Dr. Christian Caamaño Carrillo has earned recognition in the academic community through sustained contributions to spatial statistics and applied statistical modeling. Their doctoral research on non-Gaussian random fields has been cited as a significant methodological advancement in environmental and geostatistical applications. As a faculty member, they have played a key role in developing and teaching specialized statistical courses, shaping the next generation of statisticians in Chile.
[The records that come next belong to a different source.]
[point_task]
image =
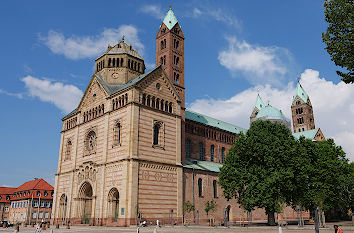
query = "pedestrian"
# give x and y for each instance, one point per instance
(337, 229)
(38, 229)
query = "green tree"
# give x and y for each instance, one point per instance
(339, 37)
(324, 178)
(258, 169)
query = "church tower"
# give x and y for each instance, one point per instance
(256, 108)
(301, 111)
(170, 52)
(119, 64)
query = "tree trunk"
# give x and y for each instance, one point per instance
(271, 219)
(317, 230)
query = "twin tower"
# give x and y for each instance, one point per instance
(301, 111)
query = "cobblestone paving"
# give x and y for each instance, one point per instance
(181, 229)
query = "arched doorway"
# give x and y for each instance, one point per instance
(113, 204)
(63, 204)
(85, 198)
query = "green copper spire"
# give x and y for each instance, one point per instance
(301, 93)
(259, 103)
(170, 19)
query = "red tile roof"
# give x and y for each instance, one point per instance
(4, 191)
(31, 187)
(36, 184)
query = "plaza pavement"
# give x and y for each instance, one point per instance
(181, 229)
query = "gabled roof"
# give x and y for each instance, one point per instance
(112, 89)
(121, 48)
(209, 121)
(308, 134)
(301, 93)
(259, 103)
(36, 184)
(202, 165)
(269, 111)
(170, 19)
(6, 190)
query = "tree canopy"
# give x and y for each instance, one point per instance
(257, 170)
(339, 37)
(267, 168)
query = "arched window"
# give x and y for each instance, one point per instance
(162, 105)
(144, 99)
(148, 101)
(156, 133)
(170, 108)
(223, 154)
(200, 187)
(188, 148)
(212, 148)
(158, 103)
(117, 133)
(68, 150)
(153, 102)
(215, 189)
(201, 151)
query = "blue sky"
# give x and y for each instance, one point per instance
(233, 50)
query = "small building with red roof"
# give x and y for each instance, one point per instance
(29, 203)
(5, 202)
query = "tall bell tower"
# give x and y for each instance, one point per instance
(170, 52)
(301, 111)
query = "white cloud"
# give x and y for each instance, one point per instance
(258, 64)
(332, 104)
(216, 14)
(65, 97)
(78, 47)
(153, 10)
(18, 95)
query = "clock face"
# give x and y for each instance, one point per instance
(115, 75)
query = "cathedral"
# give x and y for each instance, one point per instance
(131, 150)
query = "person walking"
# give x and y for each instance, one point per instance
(337, 229)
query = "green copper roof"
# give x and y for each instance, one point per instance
(170, 19)
(270, 111)
(301, 93)
(193, 116)
(309, 134)
(202, 165)
(259, 103)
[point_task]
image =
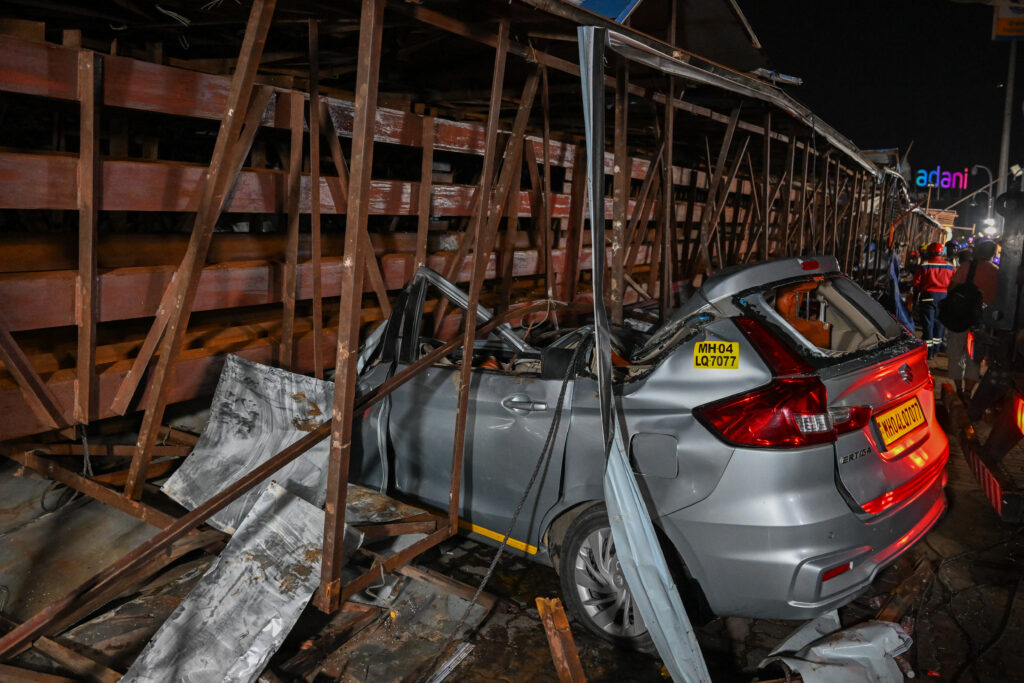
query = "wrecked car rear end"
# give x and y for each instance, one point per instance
(783, 454)
(805, 438)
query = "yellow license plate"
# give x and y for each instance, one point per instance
(716, 355)
(900, 421)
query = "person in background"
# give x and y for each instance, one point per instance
(931, 281)
(965, 371)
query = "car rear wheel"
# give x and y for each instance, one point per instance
(593, 584)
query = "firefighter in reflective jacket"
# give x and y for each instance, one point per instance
(931, 281)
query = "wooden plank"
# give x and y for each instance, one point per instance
(19, 675)
(119, 477)
(766, 209)
(37, 394)
(47, 70)
(424, 191)
(78, 664)
(108, 450)
(350, 620)
(507, 250)
(90, 83)
(449, 585)
(287, 351)
(563, 650)
(573, 236)
(128, 388)
(192, 265)
(314, 199)
(367, 79)
(37, 181)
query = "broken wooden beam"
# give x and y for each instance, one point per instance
(563, 650)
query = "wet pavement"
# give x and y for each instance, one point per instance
(967, 622)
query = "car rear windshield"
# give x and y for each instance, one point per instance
(827, 316)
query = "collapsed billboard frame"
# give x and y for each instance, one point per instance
(637, 547)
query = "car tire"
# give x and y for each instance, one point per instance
(593, 586)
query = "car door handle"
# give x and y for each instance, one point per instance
(521, 403)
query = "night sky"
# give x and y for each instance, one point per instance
(886, 73)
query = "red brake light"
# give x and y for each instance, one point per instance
(780, 358)
(836, 571)
(906, 491)
(790, 412)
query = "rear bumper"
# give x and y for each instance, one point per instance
(774, 567)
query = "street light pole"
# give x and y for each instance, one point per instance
(1007, 118)
(974, 171)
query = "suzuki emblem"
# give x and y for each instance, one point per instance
(906, 373)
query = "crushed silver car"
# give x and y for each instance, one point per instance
(781, 424)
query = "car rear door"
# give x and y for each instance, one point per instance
(508, 421)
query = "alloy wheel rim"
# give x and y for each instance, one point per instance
(601, 587)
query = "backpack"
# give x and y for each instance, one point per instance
(961, 310)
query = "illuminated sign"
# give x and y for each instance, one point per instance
(1008, 20)
(941, 178)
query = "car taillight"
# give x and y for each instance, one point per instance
(1019, 413)
(849, 418)
(790, 412)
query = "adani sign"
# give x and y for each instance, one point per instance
(941, 178)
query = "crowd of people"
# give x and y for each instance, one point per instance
(940, 268)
They have been invited to collaborate with national and international researchers, leading to peer-reviewed publications in respected journals such as Environmetrics. Through graduate thesis supervision and involvement in interdisciplinary projects, Dr. Christian Caamaño Carrillo has contributed to advancing statistical applications in environmental sciences, mining, and economics. While formal awards were not listed, their academic trajectory demonstrates consistent professional excellence and recognition through publications, collaborations, and contributions to statistical education and methodology.

Publication Top Notes

Conclusion

Caamaño-Carrillo is a qualified and accomplished researcher, with a strong academic background, research experience, and teaching expertise. Their research areas are relevant and important in the field of statistics, and their publication record demonstrates their potential for making significant contributions to their field. With continued research and publication efforts, C. Caamaño-Carrillo has the potential to make a meaningful impact in their field and is a strong candidate for the Best Researcher Award.